7 Otra actividad religiosa conocida por todo el mundo es la de personas que van de casa en casa y a quienes se ve por las calles con Biblias y literatura bíblica. Al ver en sus manos las revistas La Atalaya y ¡Despertad!, casi todo observador los reconoce como testigos de Jehová.

8 ¿Qué indica esta gran variedad de devoción religiosa por todo el mundo? Que por milenios la humanidad ha experimentado una necesidad y anhelo espiritual. El hombre ha vivido con sus dificultades y cargas, sus dudas y preguntas, entre ellas el enigma de la muerte. Los sentimientos religiosos se han expresado de muchas diferentes maneras cuando la gente ha acudido a Dios o a sus dioses en busca de bendiciones y consuelo. La religión también trata de contestar las importantes preguntas: ¿Por qué existe el hombre? ¿Cómo debemos vivir? ¿Qué encierra el futuro para la humanidad?

9 Por otra parte, millones de personas afirman que no tienen religión ni creen en dios alguno. Son los ateos. Otros, los agnósticos, creen que Dios es desconocido y que quizás sea imposible conocerlo. Sin embargo, es obvio que eso no significa que estas personas sean gente sin principios ni ética, tal como el que alguien afirme que es religioso no significa que se guíe por principios o ética. Con todo, si para uno la religión es —como a veces se ha definido— devoción a algún principio, fidelidad estricta, guiarse por la conciencia, afecto o apego piadoso, entonces la mayoría de las personas, entre ellas los ateos y los agnósticos, sí tienen alguna forma de devoción religiosa en la vida.

10 El que haya tantas religiones en un mundo que ha sido encogido por lo rápido del viaje y la comunicación hace que gente de todo el planeta sienta el impacto de las diferentes fes, gústeles o no. El escándalo que estalló en 1989 por el libro The Satanic Verses (Los versículos satánicos), a cuyo escritor se ha llamado ‘un apóstata musulmán’, prueba claramente que las opiniones religiosas pueden manifestarse en escala mundial. Líderes musulmanes pidieron que se proscribiera ese libro, y hasta que se diera muerte al autor. ¿Qué impulsa a la gente a reaccionar con tanta vehemencia en asuntos religiosos?

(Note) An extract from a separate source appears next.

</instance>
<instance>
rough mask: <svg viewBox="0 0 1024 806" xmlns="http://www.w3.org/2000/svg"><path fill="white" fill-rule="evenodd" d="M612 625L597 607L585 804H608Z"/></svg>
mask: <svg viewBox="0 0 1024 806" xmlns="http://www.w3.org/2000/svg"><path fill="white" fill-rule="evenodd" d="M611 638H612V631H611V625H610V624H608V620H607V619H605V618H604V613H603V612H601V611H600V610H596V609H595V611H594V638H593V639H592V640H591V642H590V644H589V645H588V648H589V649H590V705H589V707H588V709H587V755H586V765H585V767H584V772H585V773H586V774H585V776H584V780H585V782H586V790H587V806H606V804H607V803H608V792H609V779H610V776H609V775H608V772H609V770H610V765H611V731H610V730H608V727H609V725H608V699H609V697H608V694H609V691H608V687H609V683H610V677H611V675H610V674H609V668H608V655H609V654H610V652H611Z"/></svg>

11 Para contestar esa pregunta se necesita algún conocimiento de los antecedentes de las religiones del mundo. Como declara Geoffrey Parrinder en World Religions—From Ancient History to the Present (Las religiones universales... desde la historia antigua hasta la actualidad): “El estudiar diferentes religiones no necesariamente implica que uno sea infiel a su propia fe; esta, más bien, puede ampliarse cuando se ve cómo otros han buscado la realidad y han sido enriquecidos por su búsqueda”. El conocimiento lleva a comprensión, y la comprensión a tolerar a personas cuyo punto de vista difiere del de uno.